A.    Bukan dari Yunani
Pemikiran-pemikiran filsafat yunani yang masuk dalam pemikiran islam, diakui banyak kalangan telah mendorong perkembangan filsafat islam menjadi makin pesat. Meski demikian, seperti di tulis Oliver Leaman, hal itu di buktikan berarti filsafat islam berasal dari terjemahan teks-teks yunani tersebut atau hanya nukilan dari filsafat Aristoteles (384-322 SM) seperti yang dituduhkan Ernest Renan (1823-1892 M) atau dari Neo-Platonisme seperti dituduhkan Pierre Duhem (1861-1916 M). Pertama, belajar atau berguru tidah berarti hanya meniru atau mebebek semata. Harus dipahami bahwa suatu ide bisa di bahas oleh banyak orang dan akan tampil dalam berbagai macam fenomena. Seseorang berhak mengambil gagasan orang lain, tetapi itu semua tidak menghalanginya untuk menampilkan teori atau filsafatnya sendiri. Aristoteles misalnya, jelas merupakan murid plato (427-348 SM), tetapi ia mempunyai pandangan sendiri yang tidak katakan oelh gurunya. Begitu pula Baruch Spinoza (1632-1677 M), walau secara jelas sebagai pengikut Rene Descartes (1596-1650 M), tetapi ia dianggap mempunyai pandangan filosofis yang berdiri sendiri. Hal seperti itulah yang juga terjadi pada para filsuf muslim. AL-Farabi (870-950 M) dan Ibn Rusyd (1126-1198 M), misalnya, walaupun banyak diilhami oleh pemikiran filsafat yunani, tetapi ia mempunyai pandangan sendiri yang tidak sama dengan sebelumnya.

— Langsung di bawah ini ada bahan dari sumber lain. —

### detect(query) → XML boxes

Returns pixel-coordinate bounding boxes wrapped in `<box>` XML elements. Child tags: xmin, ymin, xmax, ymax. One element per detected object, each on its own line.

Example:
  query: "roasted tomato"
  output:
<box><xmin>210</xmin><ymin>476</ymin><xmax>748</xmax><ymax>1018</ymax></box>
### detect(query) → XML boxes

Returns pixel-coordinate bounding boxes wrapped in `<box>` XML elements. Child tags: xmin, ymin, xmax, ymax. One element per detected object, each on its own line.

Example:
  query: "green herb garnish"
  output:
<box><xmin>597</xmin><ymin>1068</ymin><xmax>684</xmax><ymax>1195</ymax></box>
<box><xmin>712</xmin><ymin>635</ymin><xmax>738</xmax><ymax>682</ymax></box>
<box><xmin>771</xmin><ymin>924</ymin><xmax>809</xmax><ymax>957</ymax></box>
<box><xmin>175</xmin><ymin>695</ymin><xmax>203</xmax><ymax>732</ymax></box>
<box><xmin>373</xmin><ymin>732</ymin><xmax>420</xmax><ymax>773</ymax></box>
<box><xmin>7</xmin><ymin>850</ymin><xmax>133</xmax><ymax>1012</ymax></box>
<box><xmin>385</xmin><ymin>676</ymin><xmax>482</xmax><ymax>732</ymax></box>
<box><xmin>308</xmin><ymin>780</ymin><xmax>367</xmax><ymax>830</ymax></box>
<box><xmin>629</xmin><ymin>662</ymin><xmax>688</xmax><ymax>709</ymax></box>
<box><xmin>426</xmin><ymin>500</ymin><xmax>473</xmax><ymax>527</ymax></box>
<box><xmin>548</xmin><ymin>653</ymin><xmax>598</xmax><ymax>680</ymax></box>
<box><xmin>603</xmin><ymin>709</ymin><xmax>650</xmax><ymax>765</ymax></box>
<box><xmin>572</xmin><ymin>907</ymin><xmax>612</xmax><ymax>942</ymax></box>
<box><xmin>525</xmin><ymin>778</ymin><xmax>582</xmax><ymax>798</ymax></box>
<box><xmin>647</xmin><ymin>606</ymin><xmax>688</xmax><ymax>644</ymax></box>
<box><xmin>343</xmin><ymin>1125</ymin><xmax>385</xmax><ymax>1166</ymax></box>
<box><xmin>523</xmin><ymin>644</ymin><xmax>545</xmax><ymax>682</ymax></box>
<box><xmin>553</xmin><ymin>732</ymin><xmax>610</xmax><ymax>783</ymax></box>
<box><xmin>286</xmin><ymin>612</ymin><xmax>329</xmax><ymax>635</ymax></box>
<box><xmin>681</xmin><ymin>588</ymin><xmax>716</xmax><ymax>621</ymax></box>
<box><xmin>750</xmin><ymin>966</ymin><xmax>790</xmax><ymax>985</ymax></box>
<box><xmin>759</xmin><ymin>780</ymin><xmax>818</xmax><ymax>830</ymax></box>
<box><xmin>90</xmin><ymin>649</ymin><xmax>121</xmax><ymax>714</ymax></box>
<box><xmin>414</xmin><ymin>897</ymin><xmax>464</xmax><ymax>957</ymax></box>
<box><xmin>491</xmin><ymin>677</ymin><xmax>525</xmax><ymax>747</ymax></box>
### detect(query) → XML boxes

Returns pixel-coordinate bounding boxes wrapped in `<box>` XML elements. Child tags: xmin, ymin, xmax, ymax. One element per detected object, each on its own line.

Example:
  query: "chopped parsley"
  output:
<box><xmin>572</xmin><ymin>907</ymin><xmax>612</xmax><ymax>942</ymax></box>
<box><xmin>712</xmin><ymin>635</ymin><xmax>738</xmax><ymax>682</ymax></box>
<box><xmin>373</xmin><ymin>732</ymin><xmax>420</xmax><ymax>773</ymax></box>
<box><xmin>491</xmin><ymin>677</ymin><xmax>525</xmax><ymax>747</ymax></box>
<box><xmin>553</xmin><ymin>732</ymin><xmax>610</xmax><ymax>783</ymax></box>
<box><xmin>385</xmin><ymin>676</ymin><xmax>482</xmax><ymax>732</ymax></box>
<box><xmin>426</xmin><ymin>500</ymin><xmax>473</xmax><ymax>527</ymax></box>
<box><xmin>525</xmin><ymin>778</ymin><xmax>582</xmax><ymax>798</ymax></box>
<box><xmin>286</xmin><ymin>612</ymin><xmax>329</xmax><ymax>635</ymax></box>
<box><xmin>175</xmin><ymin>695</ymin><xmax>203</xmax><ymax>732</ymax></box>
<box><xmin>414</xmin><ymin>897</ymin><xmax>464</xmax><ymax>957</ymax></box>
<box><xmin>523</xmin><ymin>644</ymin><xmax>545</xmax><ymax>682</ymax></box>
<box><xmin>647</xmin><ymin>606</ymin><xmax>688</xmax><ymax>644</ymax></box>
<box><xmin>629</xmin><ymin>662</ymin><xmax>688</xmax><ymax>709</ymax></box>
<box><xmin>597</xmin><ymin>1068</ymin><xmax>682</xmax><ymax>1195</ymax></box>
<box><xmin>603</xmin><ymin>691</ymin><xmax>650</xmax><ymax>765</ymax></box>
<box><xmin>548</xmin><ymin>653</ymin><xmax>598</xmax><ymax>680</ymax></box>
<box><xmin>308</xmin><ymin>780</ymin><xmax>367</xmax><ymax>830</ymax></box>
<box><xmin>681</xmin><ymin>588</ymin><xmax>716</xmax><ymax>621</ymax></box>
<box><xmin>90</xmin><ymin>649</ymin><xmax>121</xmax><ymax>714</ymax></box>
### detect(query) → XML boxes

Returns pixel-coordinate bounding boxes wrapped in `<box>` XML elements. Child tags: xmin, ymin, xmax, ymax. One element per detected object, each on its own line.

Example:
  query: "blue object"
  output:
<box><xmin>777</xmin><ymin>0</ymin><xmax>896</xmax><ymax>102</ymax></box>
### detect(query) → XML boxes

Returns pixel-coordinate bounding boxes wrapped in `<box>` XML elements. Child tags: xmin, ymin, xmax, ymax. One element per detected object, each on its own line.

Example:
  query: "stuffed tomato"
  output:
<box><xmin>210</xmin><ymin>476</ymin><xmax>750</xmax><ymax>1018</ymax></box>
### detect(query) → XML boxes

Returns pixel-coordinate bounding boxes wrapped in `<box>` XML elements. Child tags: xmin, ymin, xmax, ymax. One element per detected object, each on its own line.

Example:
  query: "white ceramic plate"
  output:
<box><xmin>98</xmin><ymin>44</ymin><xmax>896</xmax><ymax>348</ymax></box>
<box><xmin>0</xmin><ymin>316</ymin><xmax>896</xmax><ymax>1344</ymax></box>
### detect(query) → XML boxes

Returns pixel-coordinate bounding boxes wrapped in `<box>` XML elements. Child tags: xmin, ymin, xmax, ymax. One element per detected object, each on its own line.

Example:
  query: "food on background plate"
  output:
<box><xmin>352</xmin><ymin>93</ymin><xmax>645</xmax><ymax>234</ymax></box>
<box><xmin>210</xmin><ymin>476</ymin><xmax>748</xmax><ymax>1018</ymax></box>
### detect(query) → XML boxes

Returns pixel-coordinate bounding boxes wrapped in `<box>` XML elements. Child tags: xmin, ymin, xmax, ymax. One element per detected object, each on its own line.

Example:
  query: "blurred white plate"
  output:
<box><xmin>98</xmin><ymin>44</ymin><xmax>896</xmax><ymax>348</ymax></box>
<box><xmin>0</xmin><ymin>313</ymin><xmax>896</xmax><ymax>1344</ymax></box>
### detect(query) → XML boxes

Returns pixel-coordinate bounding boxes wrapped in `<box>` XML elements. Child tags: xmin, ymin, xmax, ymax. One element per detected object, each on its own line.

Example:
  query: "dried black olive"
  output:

 Kedua ide, gagasan, atau pemikiran, seperti dinyatakan Karl A. Steenbrink adalah ekspresi dan hasil dari komunikasi sang tokoh dengan kondisi sosial lingkungannya. Artinya sebuah ide, gagasan atau pengetahuan tidak bisa lepas dari akar sosial, tradisi dan keberadaan seseorang yang melahirkan ide atau pemikiran tersebut. Pemikiran tersebut. Pemikiran filsafat islam dan yunani lahir dari keyakinan budaya, dan kondisi sosial yang berbeda. Karena itu, menyamakan dua buah pemikiran yang lahir dari budaya yang berlainan adalah sesuatu yang tidak tepat sehingga penjelasan karya-karya muslim secara terpisah secara faktor dan kondisi kulturalnya juga akan menjadi suatu deskripsi yang tidak lengkap, deskripsi yang tidak bisa menjelaskan sendiri transformasi besar yang terjadi ketika batas-batas kultural sudah terlewati. 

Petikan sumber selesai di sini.